Open Textbook:
From Algorithms to Z-Scores: Probabilistic
and Statistical Modeling in Computer Science
OVERVIEW:
The materials here form a textbook for a course in mathematical
probability and statistics for computer science students.
"Why is this course different from all other courses?"
- Computer science examples are used throughout, in areas such as:
computer networks; data and text mining; computer security; remote
sensing; computer performance evaluation; software engineering; data
management; etc.
- The R statistical/data manipulation language is used throughout.
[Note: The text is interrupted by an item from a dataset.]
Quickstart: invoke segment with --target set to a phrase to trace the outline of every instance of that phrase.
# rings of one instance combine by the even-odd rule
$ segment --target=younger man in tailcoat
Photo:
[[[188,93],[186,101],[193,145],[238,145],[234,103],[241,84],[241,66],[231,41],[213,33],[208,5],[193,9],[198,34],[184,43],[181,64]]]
- Throughout the units, mathematical theory and applications are
interwoven, with a strong emphasis on modeling: What do
probabilistic models really mean, in real-life terms? How does one
choose a model? How do we assess the practical usefulness of models?
- There is considerable discussion of the intuition involving
probabilistic concepts. However, all models and so on are described
precisely in terms of random variables and distributions.
The materials are continuously evolving, with new
examples and topics being added.
Prerequisites: The student must know calculus, basic matrix
algebra, and have skill in programming.
LICENSING:

This
work is licensed under a Creative
Commons Attribution-No Derivative Works 3.0 United States License.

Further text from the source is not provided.